Hey there I went to SUM for the first time Friday and I have to say it was awesome I walked around the hole time with a big smile on my face lol they had everything I asked for and then some. I was actually pritty pissed because I wish I would of had more money on me lol. Price's were awesome as well like the more I bought the more he would knock the prices down. I will never get live stock again from Big Al's.


----------



## iBetta (Jun 19, 2011)

i visited SUM last week as well (didnt buy anything, just recon purposes as well since i just started my tank). and i got to say what a beautiful display tank! that have nice variety of livestock! i forgot to put my email address on their white board! DX


----------



## notclear (Nov 5, 2011)

Dieselfool said:


> Okay, so here's the plan. Going to call SUM and see what day they get their next shipment in this week and gonna go there 1st. Then to N.A. Fishbreeders, then to Aquatic Kingdom and BigA's on Dundas. Then to Oakville Reef Gallery, Coral Reef Shop in Burlington, then up to Advanced Reef in Milton. Anything I'm missing?
> Thanks.
> Al.


Add Reef Raft as it is along Dundasa as well.


----------



## altcharacter (Jan 10, 2011)

Just make sure, if you do go to reef raft, you bring a bullhorn or some type of airhorn with you to tell them you're there. It also helps to come in like you're at a strip club and just throw money around like you're rich....then you might get some service.


----------



## J_T (Mar 25, 2011)

altcharacter said:


> Just make sure, if you do go to reef raft, you bring a bullhorn or some type of airhorn with you to tell them you're there. It also helps to come in like you're at a strip club and just throw money around like you're rich....then you might get some service.
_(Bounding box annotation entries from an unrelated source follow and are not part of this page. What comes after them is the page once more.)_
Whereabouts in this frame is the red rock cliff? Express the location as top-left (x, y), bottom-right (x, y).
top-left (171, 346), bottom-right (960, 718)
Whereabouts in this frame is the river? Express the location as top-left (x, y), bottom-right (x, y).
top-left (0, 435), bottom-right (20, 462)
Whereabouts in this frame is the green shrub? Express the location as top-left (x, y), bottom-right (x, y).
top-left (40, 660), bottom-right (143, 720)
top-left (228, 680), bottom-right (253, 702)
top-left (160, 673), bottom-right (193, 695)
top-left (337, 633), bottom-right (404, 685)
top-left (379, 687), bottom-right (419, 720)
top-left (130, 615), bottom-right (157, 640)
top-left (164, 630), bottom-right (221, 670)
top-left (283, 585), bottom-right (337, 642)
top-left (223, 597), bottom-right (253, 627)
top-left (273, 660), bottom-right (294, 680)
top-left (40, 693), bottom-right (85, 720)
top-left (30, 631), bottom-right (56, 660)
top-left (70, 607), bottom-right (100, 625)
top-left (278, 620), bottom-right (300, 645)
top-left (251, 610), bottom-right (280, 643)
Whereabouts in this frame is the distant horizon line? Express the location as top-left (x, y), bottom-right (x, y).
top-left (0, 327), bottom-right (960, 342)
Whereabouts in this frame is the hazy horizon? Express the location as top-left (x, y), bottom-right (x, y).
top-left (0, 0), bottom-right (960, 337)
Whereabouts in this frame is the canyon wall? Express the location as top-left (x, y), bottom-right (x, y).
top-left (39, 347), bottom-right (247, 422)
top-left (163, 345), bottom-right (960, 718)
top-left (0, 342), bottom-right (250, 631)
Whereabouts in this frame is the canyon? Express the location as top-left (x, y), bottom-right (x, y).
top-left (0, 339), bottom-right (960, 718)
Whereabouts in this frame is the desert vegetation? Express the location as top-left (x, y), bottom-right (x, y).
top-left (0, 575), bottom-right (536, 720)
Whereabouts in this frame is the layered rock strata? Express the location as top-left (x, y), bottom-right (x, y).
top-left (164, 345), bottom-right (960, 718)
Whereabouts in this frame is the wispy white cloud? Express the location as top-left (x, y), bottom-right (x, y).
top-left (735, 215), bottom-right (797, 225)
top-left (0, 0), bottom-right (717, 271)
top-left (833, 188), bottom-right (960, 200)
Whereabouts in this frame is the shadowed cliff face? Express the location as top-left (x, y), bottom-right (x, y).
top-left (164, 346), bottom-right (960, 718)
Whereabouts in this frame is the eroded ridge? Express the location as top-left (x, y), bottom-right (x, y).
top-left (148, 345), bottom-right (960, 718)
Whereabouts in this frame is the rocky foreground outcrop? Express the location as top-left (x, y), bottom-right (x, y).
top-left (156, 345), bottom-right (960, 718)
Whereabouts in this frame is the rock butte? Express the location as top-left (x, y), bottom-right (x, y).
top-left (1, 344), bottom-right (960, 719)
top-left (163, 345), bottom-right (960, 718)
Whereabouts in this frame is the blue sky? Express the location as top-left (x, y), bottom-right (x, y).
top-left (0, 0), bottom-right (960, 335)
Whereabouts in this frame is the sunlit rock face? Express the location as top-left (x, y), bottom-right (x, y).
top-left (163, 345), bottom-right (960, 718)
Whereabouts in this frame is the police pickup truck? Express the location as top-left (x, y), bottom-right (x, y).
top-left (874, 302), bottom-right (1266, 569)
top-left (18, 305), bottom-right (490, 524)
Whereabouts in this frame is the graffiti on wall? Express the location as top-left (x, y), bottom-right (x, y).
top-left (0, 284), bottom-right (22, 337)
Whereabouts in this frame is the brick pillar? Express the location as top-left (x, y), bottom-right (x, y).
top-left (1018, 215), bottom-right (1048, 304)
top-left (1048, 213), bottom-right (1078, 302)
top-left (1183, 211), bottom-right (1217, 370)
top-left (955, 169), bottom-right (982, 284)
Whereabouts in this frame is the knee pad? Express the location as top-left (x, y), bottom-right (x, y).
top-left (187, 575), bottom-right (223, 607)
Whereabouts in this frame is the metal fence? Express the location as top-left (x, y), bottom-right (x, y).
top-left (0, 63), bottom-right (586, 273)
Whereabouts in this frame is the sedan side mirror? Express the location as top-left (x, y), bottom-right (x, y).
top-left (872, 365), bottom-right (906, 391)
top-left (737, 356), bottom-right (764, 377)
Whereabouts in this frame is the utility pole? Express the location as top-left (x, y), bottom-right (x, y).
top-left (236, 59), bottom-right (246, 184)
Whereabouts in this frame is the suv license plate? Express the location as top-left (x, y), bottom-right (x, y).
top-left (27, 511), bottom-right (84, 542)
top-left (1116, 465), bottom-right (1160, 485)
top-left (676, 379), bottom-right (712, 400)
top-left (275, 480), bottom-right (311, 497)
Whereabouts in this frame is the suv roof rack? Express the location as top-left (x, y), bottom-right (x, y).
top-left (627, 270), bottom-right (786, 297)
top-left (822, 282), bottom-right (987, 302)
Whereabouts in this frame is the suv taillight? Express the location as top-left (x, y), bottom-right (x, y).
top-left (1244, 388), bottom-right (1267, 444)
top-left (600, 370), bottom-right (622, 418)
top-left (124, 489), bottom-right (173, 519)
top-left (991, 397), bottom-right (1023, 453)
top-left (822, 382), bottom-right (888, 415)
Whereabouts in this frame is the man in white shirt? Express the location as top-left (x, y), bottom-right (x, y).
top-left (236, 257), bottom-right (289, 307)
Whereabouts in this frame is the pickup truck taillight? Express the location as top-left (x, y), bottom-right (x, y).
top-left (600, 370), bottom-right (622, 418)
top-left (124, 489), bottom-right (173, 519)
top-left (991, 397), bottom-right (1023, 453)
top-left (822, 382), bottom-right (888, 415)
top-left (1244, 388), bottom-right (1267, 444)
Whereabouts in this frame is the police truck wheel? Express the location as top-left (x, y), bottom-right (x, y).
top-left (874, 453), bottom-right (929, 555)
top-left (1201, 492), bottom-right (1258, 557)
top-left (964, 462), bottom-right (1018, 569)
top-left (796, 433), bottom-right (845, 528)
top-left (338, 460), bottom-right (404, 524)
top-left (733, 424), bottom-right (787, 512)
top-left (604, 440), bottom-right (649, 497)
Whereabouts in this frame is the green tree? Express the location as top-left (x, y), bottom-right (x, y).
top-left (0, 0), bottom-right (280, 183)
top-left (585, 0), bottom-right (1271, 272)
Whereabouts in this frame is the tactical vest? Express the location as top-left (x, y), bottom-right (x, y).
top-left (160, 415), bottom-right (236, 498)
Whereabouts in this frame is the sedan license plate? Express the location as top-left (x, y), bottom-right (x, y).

I find that if you dress like you have money, you get treated better. I don't get good service there! Lol. Apparently when your runners are all dirty, you don't look like you are worth their time... But now and then I will stop in. But not often.

Posted from my Sony Eperia, using Tapatalk.


----------



## Dieselfool (Dec 29, 2010)

Well, made it down to SUM and NAFB and I gotta say I was quite impressed. Didn't make it out to the west end stores though, went to the Sportsman's show insted. LOL. Next trip will include the west end. I'm sure by then I'll be bringing the VISA card with me.
Thanks for the help.
Al.


----------



## Kooka (Feb 8, 2011)

altcharacter said:


> Just make sure, if you do go to reef raft, you bring a bullhorn or some type of airhorn with you to tell them you're there. It also helps to come in like you're at a strip club and just throw money around like you're rich....then you might get some service.


HAHA, sooo true. Maybe they could trade locations with Aquatic Kingdom, so they get more business from the regulars at Diamonds...


----------